Eat your carrots
Plentiful year-round, root vegetables can be found in a wide variety of colors from deep purple beets to vibrant orange sweet potatoes and carrots and creamy white parsnips, turnips and rutabagas. Easily obtainable and budget friendly, these nutritious vegetables are packed with nutrients from the soil and have a high concentration of antioxidants, Vitamins C, B and A, and iron.
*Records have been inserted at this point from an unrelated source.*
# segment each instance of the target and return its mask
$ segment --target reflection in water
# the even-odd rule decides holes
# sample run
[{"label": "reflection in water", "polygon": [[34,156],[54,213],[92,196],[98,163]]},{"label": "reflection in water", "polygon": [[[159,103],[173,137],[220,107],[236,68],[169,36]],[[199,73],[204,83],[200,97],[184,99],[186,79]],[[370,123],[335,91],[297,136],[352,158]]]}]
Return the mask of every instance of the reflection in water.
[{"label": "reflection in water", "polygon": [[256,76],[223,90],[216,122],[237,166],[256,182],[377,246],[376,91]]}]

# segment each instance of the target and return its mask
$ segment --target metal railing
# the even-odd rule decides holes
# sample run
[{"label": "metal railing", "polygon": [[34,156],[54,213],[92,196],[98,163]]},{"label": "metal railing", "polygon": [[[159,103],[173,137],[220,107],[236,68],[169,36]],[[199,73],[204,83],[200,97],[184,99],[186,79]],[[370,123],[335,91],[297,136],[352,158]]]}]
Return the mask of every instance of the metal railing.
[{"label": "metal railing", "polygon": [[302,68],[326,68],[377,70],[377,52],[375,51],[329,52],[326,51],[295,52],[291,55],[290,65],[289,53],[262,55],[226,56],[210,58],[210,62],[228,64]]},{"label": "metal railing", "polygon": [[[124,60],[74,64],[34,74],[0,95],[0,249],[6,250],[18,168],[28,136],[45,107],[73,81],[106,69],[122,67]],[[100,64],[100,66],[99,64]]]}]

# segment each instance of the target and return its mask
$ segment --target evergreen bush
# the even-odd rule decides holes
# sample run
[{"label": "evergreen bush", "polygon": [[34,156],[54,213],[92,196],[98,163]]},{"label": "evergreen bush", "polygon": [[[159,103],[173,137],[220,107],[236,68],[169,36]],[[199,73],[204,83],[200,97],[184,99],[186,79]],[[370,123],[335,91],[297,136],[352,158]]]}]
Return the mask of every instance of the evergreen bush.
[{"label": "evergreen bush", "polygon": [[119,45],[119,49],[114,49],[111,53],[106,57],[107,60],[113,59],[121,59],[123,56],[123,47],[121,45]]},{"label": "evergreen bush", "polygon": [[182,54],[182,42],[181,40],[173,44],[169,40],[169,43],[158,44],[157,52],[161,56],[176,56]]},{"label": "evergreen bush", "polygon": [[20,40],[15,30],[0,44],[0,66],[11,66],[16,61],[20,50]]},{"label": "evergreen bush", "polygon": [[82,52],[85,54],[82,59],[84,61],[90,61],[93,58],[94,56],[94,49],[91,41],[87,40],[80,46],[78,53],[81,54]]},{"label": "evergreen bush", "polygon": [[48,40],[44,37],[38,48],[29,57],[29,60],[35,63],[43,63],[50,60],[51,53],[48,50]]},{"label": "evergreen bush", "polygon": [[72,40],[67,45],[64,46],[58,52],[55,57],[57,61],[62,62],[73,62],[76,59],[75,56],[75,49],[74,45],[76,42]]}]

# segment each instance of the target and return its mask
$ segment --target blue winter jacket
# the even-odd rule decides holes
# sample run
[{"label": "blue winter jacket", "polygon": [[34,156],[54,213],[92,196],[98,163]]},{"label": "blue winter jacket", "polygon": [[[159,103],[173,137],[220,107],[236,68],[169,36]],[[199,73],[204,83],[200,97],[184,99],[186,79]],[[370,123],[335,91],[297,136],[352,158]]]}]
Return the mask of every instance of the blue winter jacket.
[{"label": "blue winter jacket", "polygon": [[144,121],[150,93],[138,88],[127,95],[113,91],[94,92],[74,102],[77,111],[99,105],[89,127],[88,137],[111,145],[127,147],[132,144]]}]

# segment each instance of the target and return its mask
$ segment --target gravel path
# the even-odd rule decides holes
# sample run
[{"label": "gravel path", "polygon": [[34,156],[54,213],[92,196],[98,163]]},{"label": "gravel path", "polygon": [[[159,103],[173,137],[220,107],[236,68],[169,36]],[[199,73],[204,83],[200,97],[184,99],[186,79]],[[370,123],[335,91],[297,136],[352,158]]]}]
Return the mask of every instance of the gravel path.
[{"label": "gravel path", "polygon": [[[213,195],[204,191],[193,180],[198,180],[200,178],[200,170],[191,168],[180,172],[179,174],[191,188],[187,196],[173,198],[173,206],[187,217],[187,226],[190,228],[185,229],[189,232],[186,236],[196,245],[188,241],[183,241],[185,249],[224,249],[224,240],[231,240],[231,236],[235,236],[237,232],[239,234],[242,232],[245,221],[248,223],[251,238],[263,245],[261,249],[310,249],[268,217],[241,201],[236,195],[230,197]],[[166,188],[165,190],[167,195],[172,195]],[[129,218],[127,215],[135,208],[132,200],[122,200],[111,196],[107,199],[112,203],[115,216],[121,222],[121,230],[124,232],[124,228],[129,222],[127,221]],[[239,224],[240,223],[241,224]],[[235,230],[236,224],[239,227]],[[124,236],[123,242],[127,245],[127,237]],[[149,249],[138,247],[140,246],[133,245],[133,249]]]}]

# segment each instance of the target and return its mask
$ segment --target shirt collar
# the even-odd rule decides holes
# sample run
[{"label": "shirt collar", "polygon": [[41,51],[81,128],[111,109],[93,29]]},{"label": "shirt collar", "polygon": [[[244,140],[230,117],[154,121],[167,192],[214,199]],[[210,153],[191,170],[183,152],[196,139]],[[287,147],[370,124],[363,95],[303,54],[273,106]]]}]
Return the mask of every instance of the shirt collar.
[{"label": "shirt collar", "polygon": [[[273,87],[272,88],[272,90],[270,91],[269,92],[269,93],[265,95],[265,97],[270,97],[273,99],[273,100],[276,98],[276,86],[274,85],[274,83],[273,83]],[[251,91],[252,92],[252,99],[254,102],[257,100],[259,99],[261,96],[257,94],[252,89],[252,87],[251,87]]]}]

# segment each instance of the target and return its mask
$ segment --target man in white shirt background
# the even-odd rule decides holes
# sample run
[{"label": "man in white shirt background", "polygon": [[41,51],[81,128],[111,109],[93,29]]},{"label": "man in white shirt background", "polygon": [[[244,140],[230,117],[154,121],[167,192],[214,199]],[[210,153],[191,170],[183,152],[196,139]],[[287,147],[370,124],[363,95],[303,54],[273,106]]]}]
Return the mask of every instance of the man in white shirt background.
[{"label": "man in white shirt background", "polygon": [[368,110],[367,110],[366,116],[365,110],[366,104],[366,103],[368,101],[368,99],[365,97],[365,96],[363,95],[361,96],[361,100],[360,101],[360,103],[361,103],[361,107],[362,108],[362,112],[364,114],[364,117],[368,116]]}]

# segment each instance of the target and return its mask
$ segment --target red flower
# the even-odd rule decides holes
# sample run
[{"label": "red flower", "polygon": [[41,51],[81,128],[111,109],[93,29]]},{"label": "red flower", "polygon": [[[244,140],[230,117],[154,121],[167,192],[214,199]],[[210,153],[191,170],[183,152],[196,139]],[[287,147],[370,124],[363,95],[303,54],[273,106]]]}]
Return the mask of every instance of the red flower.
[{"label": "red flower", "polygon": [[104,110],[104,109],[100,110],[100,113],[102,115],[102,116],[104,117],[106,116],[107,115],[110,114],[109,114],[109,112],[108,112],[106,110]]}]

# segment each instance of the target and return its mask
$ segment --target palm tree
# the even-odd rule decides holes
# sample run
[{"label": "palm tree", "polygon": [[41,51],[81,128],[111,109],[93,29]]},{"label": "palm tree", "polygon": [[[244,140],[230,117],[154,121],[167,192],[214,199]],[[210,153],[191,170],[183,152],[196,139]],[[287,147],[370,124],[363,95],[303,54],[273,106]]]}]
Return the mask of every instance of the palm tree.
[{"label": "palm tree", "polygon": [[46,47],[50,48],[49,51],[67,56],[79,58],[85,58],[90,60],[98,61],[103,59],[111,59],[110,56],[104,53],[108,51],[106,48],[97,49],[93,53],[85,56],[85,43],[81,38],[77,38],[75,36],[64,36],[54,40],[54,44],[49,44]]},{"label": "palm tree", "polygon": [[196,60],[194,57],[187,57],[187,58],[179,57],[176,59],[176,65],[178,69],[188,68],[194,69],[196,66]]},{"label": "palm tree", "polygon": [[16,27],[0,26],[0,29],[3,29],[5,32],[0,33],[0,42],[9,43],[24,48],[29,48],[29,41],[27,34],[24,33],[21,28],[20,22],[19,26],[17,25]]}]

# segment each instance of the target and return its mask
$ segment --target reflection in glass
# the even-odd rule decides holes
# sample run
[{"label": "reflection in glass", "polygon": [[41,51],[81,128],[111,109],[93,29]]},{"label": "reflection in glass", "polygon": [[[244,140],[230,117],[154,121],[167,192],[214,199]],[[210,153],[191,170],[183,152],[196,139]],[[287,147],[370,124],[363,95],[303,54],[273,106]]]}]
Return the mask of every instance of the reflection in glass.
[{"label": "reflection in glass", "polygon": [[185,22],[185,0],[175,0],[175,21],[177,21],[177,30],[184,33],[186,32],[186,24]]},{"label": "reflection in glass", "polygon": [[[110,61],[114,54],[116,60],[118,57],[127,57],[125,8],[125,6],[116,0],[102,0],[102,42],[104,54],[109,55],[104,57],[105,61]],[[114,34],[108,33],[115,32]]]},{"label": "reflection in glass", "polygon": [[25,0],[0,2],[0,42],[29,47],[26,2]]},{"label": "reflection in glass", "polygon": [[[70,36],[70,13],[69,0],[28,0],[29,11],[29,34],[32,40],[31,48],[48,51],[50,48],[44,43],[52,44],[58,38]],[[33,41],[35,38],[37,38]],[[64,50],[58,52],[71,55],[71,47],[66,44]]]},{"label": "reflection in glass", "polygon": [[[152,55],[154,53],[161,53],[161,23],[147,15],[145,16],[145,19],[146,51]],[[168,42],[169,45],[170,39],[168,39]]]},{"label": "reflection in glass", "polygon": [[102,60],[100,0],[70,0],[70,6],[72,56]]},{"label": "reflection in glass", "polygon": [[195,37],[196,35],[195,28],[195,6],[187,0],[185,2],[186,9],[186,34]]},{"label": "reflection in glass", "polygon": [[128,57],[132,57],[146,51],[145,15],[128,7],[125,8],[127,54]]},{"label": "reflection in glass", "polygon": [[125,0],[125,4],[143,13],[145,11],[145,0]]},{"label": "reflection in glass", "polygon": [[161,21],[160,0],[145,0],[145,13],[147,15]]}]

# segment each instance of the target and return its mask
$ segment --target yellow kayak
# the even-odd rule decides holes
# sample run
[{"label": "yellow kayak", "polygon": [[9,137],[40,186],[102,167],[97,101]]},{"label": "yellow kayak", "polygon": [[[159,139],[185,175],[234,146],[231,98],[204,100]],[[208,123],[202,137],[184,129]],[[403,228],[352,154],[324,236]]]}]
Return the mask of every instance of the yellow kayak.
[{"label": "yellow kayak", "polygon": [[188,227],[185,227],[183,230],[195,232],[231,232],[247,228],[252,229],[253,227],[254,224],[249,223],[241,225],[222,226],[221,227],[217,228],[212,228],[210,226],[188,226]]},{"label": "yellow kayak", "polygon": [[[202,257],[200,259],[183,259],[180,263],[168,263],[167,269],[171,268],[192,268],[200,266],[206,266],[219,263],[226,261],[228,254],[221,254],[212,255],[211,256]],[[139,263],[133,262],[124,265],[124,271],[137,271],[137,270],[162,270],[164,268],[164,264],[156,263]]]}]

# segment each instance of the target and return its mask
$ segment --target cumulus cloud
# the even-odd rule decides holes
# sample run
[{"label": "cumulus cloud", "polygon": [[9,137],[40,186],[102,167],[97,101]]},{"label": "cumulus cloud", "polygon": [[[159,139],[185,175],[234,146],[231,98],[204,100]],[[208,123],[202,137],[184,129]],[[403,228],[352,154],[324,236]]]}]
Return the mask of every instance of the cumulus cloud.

They are versatile, at peak season beginning in fall and make tasty additions to your fall and winter meals.
- 1 Granny Smith apple julienned
- 1 large carrot peeled and julienned
- 1/2 small jicama peeled and julienned
- 1/2 large Red pepper thinly sliced
- 1-1/2 cups red cabbage shredded
- 6 radishes thinly sliced
- 1/4 large red onion thinly sliced
- 6 tablespoons olive oil
- 6 tablespoons rice wine vinegar
- 3 tablespoons fresh lime juice
- 1 tablespoon cilantro chopped
- 1/2 tablespon honey
- 1/2 teaspoon Chili powder
- 1/2 teaspoon red pepper flakes
- 1 teaspoon Salt
- 1 teaspoon pepper
- In large bowl, combine all vegetables.
- In a small bowl, combine dressing ingredients until well blended. Pour over vegetables and mix.
- Cover and place in refrigerator for 30 minutes or overnight. Serve.